GRACIAS SEÑOR!!!! TU FIDELIDAD ES TAN MARAVILLOSA, NOS GUARDAS DE NUESTROS PENSAMIENTOS Y DEL JUICIO QUE OTROS "TIRAN" SOBRE NOSOTROS.
GRACIAS!!!
COMO MEDIR NOSOTROS LO QUE EN EL NOVENTA Y NUEVE POR CIENTO DE LAS VECES NI SIQUIERA HEMOS ENTENDIDO QUE HA SUCEDIDO EN LO ESPIRITUAL.

Unknown dijo...

Don Néstor su ministerio es para gente escogida por Dios y aunque quizás usted no lo vea esta por todo el mundo, lo que usted hace todos los días es la verdad que Jesucristo predico y que no todos aceptan, yo en mi vida diaria estoy tratando también de comenzar a sembrar en el campo con la ayuda del Espiritusanto, aunque no es mucho comparado con lo que usted tiene en su página, me siento satisfecho y creo que Jesús nos da estas palabras de aliento muy importantes en nuestras vidas.
Marcos 12:43-44 (NVI)
43 Jesús llamó a sus discípulos y les dijo: «Les aseguro que esta viuda pobre ha echado en el tesoro más que todos los demás.44 Éstos dieron de lo que les sobraba; pero ella, de su pobreza, echó todo lo que tenía, todo su sustento.»
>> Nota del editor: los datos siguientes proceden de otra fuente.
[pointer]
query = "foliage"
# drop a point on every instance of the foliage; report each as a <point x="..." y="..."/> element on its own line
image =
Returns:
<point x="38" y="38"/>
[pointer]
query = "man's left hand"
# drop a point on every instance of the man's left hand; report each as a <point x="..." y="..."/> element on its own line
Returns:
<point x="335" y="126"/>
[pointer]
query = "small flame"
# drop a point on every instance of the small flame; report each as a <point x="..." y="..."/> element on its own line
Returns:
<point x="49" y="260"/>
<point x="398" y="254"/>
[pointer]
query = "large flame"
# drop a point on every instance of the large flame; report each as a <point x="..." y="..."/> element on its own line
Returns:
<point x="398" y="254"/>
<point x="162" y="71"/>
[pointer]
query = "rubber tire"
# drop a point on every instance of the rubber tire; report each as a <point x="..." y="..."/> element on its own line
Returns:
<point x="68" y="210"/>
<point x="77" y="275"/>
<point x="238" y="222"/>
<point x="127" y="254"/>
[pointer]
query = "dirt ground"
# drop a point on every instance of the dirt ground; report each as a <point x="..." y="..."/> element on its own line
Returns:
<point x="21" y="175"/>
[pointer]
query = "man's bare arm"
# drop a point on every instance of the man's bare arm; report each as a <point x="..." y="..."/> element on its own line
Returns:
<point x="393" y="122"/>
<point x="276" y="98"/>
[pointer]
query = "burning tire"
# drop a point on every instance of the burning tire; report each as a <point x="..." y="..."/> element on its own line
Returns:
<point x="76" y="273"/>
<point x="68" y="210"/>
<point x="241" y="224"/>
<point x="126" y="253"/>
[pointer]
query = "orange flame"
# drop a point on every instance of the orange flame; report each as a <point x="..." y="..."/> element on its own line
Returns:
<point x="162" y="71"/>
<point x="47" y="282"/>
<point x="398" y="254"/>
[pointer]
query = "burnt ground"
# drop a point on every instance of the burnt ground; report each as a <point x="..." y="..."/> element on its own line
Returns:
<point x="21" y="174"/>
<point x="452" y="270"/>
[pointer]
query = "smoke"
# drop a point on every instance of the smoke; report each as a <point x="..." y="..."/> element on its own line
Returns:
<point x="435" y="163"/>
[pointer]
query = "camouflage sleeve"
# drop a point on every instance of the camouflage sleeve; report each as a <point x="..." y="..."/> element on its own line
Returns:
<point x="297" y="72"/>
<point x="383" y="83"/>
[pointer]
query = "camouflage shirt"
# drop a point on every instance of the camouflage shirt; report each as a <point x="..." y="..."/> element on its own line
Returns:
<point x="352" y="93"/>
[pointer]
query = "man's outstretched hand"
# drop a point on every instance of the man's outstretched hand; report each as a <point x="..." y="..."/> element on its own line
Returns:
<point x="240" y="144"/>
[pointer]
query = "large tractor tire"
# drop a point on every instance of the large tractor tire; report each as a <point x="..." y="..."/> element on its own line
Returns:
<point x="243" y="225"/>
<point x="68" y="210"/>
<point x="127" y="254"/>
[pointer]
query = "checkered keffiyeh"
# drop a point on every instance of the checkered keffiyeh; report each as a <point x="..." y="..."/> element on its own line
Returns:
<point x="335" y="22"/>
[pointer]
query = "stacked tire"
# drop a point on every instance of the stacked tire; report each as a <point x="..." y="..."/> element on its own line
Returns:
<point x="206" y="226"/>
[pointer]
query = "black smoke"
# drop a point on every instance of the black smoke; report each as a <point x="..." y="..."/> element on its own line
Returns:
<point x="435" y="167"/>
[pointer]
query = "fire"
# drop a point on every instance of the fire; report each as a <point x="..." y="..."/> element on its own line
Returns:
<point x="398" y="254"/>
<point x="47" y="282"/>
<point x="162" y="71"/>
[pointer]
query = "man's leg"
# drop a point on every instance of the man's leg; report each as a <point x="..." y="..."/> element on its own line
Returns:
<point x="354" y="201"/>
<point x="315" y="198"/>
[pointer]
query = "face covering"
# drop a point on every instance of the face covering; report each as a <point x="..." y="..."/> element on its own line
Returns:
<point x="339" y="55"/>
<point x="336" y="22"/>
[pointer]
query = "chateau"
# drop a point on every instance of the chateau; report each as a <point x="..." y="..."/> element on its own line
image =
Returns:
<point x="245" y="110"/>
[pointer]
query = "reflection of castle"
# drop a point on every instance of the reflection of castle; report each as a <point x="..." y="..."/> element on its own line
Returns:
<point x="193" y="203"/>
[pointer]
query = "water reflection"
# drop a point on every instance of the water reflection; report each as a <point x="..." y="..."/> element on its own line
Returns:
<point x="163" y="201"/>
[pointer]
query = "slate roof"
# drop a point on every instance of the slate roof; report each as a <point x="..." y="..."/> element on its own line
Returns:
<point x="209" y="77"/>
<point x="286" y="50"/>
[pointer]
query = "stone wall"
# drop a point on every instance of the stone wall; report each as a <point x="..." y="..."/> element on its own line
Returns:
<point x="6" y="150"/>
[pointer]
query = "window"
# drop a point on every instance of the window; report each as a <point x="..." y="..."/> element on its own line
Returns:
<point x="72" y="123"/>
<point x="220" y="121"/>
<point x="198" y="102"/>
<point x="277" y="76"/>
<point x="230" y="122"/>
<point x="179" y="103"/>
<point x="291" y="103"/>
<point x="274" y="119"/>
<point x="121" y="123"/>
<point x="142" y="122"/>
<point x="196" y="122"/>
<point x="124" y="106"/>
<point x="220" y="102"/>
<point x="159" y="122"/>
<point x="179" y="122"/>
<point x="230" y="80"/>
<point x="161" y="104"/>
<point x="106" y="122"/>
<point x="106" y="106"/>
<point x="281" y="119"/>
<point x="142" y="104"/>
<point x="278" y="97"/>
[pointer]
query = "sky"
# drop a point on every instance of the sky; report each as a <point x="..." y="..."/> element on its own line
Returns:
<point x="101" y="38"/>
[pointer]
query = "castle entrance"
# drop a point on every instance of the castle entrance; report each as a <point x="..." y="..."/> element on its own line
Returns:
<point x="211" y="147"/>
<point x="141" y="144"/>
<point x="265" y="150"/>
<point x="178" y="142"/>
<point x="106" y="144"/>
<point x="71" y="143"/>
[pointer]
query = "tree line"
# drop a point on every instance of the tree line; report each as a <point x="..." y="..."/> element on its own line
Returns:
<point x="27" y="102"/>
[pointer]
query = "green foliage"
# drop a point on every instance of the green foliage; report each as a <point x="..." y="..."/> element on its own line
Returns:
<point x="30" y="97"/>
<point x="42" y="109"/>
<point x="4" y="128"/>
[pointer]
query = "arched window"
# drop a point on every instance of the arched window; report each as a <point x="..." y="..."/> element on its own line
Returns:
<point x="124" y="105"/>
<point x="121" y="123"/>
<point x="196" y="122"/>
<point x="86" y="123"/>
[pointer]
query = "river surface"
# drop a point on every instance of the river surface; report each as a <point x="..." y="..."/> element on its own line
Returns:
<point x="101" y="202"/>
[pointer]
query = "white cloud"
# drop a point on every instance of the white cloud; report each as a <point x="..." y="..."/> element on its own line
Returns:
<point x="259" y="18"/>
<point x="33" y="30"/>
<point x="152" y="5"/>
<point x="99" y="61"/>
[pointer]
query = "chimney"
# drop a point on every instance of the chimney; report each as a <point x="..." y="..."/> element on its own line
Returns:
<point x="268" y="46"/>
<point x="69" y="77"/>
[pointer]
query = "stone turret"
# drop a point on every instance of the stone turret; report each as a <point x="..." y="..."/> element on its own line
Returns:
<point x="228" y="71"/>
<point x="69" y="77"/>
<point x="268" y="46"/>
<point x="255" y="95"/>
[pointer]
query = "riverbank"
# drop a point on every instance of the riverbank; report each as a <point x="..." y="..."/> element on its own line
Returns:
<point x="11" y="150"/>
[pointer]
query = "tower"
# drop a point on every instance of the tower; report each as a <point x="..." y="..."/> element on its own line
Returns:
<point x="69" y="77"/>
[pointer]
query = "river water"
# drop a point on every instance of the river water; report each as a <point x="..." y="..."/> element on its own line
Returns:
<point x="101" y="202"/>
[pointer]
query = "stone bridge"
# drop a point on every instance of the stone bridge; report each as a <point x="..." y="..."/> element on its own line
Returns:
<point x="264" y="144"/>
Por más pequeños o pobres que nos sintamos para nuestro Señor es grande si lo hacemos de acuerdo a su voluntad, a usted lo respeto muchísimo y lo admiro por ese gran trabajo que ha hecho en la obra del Señor y si ese alimento con el cual usted nos ha proveído durante estos años no fuéramos lo que hoy comenzamos a ser, creo que tenemos que seguir adelante con la obra que Jesucristo nos ha encomendado no importa de qué tamaño sea o a quienes lleguemos, lo importante es expandir el reino de Dios paso a paso, letra por letra y testimonio por testimonio imitando a nuestro Señor Jesucristo.